Watching Matt perform the song - the performance is here, on his website - is not a fun thing to do. Listen to him slide around all over the notes like a giraffe on a frozen pond. Marvel at his thin, reedy voice. Whoever came up with this probably should've run through it with him a few times first, surely? I mean I'm not sure how these things work, but I'd say that would be a good first step.
The second step might be to check that the Westlife Key Change moment doesn't stretch the poor lad's voice even further, into sonic territory which could be described as 'just plain unpleasant', if it were even possible to listen to the whole thing without running out of the room. That last high note? The bit where he falls to his knees and really goes for the climactic BOOM? Yeah, that's horrible.
Of course, it'd be tempting to run off a big rant about how much harm this is doing to real music, because the public are being conned into believing this is good music when it's not really good music even though the original song is good music but it's being turned into bad music by evil people who want to hurt good music because it doesn't make them any money.
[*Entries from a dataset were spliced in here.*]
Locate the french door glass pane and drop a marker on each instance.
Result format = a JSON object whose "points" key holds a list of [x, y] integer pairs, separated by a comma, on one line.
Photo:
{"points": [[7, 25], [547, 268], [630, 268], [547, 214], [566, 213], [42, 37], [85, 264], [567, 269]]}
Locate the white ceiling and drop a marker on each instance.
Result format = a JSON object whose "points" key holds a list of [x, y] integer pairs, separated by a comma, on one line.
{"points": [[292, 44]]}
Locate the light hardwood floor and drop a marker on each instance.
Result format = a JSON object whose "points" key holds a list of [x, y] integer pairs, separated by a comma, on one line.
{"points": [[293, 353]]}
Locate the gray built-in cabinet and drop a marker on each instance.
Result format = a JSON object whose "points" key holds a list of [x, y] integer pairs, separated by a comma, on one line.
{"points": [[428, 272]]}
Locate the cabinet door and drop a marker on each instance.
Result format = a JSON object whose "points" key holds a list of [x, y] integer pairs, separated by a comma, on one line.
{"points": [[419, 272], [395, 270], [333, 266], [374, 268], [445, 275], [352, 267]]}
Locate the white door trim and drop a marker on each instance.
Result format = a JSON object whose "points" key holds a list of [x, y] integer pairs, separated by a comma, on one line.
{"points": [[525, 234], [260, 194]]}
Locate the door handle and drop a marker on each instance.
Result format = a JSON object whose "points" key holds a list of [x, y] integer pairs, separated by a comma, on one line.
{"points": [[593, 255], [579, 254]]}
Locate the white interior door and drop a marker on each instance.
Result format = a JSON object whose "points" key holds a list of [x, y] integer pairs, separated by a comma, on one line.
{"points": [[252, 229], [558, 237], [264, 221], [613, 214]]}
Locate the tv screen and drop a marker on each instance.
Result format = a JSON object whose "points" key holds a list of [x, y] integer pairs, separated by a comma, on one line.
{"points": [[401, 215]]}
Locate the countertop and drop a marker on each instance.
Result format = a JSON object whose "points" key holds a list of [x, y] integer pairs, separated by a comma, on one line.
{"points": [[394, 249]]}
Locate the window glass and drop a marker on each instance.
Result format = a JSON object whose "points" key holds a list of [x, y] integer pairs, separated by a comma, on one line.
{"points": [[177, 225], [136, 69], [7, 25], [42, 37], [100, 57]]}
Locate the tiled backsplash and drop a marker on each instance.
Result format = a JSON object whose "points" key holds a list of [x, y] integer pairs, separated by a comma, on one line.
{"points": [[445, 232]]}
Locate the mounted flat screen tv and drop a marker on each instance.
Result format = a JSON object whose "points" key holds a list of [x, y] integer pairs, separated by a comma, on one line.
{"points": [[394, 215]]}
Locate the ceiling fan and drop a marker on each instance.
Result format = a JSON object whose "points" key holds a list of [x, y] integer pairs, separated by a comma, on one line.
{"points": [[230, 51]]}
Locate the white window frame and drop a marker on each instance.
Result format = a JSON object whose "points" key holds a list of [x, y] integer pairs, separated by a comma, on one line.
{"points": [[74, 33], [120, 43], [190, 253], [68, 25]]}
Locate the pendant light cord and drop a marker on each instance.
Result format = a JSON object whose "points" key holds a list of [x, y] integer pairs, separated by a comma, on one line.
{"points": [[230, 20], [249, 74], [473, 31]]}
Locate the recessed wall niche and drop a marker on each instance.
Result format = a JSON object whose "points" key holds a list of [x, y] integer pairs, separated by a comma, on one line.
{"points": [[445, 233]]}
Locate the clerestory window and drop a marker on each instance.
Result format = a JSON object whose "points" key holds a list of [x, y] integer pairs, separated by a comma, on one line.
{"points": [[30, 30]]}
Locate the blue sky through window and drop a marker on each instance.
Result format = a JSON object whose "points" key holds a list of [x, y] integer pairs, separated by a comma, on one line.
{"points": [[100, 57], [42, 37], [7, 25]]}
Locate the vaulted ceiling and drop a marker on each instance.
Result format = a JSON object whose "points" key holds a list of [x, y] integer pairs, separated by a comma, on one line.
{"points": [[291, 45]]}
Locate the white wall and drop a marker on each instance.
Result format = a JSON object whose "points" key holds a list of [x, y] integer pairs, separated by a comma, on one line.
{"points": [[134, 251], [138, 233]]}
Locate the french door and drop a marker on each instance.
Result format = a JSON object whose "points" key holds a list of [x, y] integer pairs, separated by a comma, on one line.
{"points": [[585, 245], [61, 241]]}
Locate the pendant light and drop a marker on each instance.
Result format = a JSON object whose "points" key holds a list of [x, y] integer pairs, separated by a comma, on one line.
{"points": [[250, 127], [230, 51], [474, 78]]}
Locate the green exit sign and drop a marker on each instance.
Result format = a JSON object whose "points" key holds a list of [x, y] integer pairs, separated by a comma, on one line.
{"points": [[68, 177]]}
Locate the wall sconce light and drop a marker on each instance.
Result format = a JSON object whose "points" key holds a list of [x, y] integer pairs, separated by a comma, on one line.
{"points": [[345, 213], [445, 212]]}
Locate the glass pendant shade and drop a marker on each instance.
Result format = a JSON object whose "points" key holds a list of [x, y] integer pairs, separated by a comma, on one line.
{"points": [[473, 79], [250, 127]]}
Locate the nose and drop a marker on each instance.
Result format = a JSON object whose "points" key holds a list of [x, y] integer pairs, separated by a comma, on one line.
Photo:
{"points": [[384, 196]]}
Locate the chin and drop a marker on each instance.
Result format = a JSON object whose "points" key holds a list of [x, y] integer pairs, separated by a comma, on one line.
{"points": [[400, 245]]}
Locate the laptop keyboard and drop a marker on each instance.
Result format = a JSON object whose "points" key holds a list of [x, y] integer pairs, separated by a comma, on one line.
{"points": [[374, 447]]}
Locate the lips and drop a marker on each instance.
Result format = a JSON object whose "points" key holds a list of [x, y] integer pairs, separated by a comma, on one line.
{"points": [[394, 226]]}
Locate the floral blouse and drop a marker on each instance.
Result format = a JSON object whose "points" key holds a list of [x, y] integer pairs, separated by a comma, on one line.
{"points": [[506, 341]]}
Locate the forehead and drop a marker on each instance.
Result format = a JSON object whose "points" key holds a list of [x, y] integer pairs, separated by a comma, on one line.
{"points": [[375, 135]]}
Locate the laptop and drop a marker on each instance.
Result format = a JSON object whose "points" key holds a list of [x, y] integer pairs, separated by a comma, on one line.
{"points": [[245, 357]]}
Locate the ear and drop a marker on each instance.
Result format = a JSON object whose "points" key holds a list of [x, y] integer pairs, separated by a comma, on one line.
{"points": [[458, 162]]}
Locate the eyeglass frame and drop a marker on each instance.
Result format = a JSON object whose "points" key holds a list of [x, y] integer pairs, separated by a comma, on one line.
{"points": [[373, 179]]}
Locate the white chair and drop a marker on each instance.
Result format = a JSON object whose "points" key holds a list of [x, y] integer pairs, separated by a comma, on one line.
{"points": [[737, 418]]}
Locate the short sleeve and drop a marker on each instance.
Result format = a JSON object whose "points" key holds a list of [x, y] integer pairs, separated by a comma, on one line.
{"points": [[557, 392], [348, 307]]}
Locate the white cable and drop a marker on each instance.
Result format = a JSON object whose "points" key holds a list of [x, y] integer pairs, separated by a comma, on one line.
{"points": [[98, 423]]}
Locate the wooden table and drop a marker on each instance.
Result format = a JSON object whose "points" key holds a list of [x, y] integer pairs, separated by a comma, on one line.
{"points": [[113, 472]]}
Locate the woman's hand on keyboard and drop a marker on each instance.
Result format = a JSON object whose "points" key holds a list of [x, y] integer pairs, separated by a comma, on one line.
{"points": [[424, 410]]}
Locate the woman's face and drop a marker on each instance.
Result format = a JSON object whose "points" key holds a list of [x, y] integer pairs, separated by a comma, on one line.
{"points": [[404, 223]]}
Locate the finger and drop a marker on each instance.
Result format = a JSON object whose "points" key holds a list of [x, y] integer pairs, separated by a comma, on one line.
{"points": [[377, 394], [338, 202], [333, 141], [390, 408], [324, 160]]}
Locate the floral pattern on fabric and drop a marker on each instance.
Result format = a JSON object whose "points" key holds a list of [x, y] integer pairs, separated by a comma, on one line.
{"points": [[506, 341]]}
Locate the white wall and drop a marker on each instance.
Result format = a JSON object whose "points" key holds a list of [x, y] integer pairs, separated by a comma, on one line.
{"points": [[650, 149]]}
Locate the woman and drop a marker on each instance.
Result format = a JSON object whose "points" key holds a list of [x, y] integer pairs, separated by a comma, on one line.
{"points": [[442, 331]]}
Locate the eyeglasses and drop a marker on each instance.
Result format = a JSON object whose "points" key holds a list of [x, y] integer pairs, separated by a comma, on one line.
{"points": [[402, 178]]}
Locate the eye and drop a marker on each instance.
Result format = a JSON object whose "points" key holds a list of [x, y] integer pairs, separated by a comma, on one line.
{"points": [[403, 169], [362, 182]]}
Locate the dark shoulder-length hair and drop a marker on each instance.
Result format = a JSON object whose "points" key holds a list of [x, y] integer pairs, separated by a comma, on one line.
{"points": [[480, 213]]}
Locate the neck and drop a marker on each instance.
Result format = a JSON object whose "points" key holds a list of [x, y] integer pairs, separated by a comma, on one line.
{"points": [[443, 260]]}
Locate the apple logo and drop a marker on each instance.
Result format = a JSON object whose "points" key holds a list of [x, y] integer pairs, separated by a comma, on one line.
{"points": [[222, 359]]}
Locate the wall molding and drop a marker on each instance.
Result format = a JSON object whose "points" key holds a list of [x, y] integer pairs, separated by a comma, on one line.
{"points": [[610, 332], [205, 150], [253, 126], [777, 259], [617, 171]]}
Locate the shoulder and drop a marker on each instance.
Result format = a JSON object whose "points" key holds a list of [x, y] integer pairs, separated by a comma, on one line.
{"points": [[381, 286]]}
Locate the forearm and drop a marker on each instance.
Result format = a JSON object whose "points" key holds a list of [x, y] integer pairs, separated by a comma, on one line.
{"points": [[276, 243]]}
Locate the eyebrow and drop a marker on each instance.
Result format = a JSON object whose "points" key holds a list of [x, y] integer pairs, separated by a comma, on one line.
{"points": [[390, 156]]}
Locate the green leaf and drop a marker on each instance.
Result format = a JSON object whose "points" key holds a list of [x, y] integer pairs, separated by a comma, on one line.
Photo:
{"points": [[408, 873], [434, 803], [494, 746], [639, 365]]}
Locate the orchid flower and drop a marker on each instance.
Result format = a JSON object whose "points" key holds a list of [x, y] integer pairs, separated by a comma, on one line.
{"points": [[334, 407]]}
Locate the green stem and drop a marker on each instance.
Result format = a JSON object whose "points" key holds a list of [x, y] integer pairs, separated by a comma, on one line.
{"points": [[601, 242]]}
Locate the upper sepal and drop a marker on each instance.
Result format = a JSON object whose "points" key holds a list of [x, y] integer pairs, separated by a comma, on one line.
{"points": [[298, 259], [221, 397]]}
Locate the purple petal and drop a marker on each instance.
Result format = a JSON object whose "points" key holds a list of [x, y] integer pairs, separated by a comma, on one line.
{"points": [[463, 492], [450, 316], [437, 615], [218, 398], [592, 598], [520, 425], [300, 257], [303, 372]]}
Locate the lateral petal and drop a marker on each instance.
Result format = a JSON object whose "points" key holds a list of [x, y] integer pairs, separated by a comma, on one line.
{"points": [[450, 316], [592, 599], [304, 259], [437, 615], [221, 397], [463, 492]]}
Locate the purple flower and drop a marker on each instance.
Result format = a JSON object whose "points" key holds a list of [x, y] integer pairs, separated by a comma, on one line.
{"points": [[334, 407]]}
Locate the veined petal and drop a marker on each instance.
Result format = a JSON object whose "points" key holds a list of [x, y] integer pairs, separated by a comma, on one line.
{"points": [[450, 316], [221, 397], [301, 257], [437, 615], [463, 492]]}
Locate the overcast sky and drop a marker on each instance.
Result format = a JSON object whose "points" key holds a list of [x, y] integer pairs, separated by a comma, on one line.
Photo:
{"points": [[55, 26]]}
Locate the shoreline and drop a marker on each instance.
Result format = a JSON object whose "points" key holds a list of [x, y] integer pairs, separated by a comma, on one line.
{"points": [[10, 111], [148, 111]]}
Some people really want to believe that this is the case, but it's probably not true.
All you can really say is that this is a song from a TV show. A TV show which places a premium on telling a story, one that starts with many and ends with one. What that one person goes on to do afterwards isn't really part of the story. It's interesting, in the sense that Harry Potter fans might like to know what Book 8 would be like, but it's not really that important. The big stuff has already been and gone.
So, even though the X Factor is a real event, the reality of the show - that Matt Cardle is the best singer of the year - is not the reality of, y'know, reality - not by a LONG shot. Sometimes the two things do coincide - Leona Lewis, Alexandra Burke - but it doesn't really matter to the story if they don't.
As for the No.1 thing...well it'll make a nice Christmas present for Biffy Clyro. Anyone who cares more about chart positions than the songs the positions represent isn't exactly serving music all that well either.
Popjustice says: "A charisma black hole with a lovely voice used mainly to sing songs made famous by ladies while wielding a crap acoustic guitar."
Digital Spy says: "The boy really does have a good recording voice."
The Dam Nation says: "At first, I thought it was a dud but I'm loving it now after each subsequent listen."